In una mattina di lavoro a palazzo Pella, gli assessori al bilancio dei Comuni di Massa e Carrara, Giovanni Rutili e Riccardo Coppola, il presidente della locale Camera di Commercio, Dino Sodini, e Daniele Mocchi dell'Istituto Studi e Ricerche firmatario dell'indagine, hanno analizzato le linee d'azione dell'Agenda Digitale di Biella insieme all'assessore Fulvia Zago e ai rappresentanti di alcuni dei partner del Patto del Battistero, dalla Provincia a Banca Sella, dalla Camera di Commercio alla Cna.
È stata proprio l'indagine sull'e-commerce a spingerli a salire fino in Piemonte: le cifre dicono che Biella ha la più alta incidenza in Italia di imprese che commerciano i loro prodotti su internet: 4,7 su 1000, un dato superiore a quello della seconda classificata Milano (3,9) e delle terze Roma, Rimini e Napoli (3,8), ma anche delle altre province piemontesi. "Non abbiamo calcolato la media regionale, - ha sottolineato Daniele Mocchi - ma le province piemontesi sono distribuite anche sulle fasce medio-basse, con Asti e Alessandria più vicine al fondo della classifica. Il dato di Biella, tratto da una semplice lettura del registro delle imprese, ci ha colpito molto: la media nazionale è di 2,7 e voi siete quasi al doppio. Cercando banalmente su Google abbiamo scoperto che Biella è forse una delle prime città digitali. E per questo abbiamo deciso di venire a vedere da vicino. Abbiamo trovato più di quanto ci aspettassimo: una piattaforma articolata che coinvolge molti aspetti della vita del cittadino e che aggrega".
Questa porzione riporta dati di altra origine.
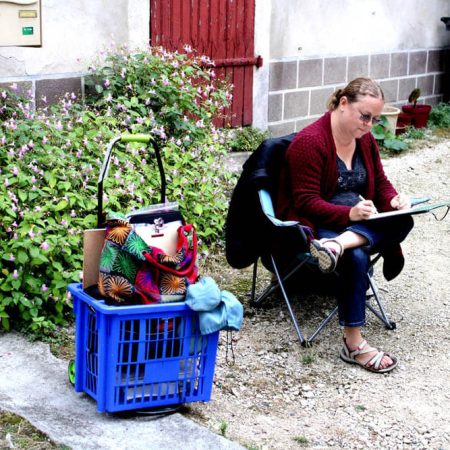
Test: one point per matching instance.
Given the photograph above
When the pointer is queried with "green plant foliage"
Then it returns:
(175, 97)
(247, 139)
(386, 139)
(50, 161)
(440, 116)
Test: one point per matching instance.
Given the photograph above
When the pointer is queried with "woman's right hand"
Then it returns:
(362, 210)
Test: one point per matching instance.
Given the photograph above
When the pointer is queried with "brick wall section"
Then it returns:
(298, 90)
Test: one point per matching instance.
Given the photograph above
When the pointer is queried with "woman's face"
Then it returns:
(359, 117)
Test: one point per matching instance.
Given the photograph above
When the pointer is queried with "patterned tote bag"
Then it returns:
(133, 272)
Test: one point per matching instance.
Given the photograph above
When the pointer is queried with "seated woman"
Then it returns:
(333, 181)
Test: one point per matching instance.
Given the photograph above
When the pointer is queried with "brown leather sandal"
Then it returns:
(373, 364)
(327, 257)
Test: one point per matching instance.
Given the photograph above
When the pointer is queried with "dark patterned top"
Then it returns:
(351, 182)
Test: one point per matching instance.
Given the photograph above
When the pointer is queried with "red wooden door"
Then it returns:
(220, 29)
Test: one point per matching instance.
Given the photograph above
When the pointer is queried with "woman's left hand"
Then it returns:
(401, 201)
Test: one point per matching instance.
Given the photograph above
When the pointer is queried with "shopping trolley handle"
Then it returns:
(127, 138)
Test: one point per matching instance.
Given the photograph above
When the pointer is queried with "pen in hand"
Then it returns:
(363, 199)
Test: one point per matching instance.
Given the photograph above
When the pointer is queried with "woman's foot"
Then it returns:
(367, 357)
(327, 253)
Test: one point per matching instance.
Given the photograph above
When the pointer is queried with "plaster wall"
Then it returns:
(73, 33)
(344, 27)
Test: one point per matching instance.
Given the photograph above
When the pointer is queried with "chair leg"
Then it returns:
(381, 314)
(323, 325)
(271, 288)
(288, 304)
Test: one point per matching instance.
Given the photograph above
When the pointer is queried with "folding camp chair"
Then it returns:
(282, 246)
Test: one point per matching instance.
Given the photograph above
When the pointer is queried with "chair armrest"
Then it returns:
(267, 208)
(418, 200)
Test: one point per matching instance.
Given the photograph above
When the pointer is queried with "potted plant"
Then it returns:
(391, 113)
(419, 112)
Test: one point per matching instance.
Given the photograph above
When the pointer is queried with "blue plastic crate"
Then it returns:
(144, 356)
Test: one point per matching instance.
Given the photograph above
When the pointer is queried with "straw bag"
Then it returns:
(134, 272)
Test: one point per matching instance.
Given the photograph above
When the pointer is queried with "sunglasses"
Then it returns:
(366, 118)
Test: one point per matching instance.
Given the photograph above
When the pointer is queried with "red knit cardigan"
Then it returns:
(309, 178)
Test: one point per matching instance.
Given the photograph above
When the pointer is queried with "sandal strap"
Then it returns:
(362, 349)
(341, 248)
(375, 362)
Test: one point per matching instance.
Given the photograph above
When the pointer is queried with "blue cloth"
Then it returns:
(217, 310)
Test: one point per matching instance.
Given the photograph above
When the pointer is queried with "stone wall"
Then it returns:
(299, 89)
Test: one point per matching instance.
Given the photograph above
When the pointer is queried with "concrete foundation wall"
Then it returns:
(317, 46)
(299, 89)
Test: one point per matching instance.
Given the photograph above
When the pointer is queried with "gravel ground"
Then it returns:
(279, 395)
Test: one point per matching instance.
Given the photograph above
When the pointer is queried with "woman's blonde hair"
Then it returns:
(357, 88)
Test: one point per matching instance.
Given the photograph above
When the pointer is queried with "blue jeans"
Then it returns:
(353, 266)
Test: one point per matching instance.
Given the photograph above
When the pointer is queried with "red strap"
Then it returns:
(181, 239)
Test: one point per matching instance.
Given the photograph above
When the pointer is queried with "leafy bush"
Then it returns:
(247, 139)
(175, 97)
(440, 116)
(386, 139)
(50, 161)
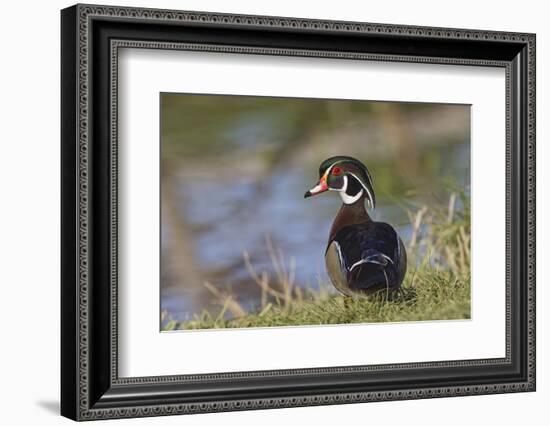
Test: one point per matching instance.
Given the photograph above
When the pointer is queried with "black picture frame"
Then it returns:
(90, 386)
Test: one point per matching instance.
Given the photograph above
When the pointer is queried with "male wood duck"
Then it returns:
(362, 256)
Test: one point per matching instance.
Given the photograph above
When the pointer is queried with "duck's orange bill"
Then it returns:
(317, 189)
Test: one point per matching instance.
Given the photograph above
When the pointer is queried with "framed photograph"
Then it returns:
(263, 212)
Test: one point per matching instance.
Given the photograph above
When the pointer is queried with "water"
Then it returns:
(229, 219)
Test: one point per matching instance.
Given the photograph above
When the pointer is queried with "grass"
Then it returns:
(436, 287)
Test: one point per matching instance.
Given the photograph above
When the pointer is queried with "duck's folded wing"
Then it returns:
(369, 257)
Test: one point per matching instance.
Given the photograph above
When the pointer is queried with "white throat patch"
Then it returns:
(348, 199)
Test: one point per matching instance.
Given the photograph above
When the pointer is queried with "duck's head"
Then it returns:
(346, 175)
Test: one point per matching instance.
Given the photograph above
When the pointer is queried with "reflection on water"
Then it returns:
(216, 208)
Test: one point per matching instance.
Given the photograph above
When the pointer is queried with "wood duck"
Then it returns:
(362, 256)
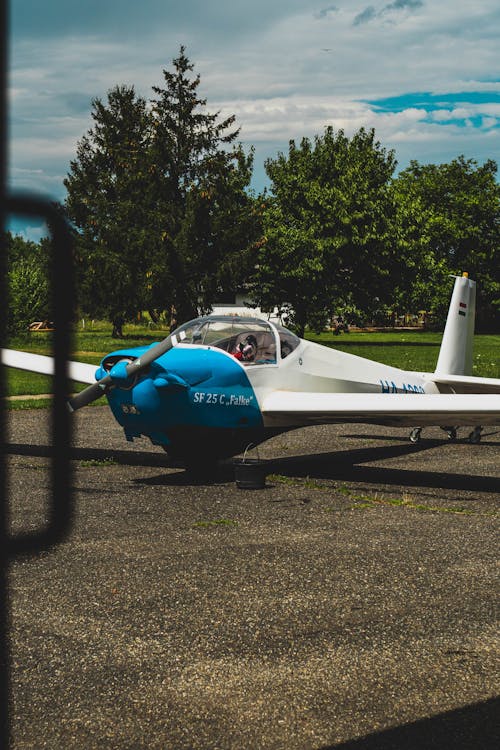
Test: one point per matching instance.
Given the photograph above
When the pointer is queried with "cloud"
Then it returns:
(365, 16)
(370, 13)
(401, 66)
(325, 12)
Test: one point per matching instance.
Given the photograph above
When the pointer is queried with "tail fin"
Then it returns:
(455, 355)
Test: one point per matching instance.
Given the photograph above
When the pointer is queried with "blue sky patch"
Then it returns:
(427, 100)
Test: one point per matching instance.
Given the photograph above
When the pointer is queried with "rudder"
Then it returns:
(455, 354)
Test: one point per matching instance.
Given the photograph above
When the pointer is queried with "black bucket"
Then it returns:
(250, 473)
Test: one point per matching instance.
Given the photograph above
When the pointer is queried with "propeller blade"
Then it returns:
(89, 394)
(96, 390)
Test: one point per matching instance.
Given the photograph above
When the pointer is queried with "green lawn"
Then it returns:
(409, 350)
(413, 350)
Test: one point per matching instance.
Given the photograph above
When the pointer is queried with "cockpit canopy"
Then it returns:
(250, 340)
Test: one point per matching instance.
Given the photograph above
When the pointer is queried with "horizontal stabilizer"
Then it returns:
(80, 372)
(466, 384)
(380, 408)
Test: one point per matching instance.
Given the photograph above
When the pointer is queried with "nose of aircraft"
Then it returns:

Il prossimo passo sarà “imitare” Biella e provare a costruire un'Agenda Digitale anche in Toscana: "Vedere una pubblica amministrazione che si apre ed esce dalle proprie stanze fa piacere e crediamo che ce ne sia la necessità. - ha aggiunto il presidente della Camera di Commercio di Massa e Carrara, Dino Sodini - Inviteremo Biella da noi quando avremo creato una piattaforma come questa".
"Il buon dato dell'e-commerce non è merito del Comune, - ha spiegato Fulvia Zago - ma è segno di una vivacità e di investimenti che ci sono stati anche in passato. Il nostro compito ora è convogliare queste energie anche nel quadro dell'Agenda Digitale".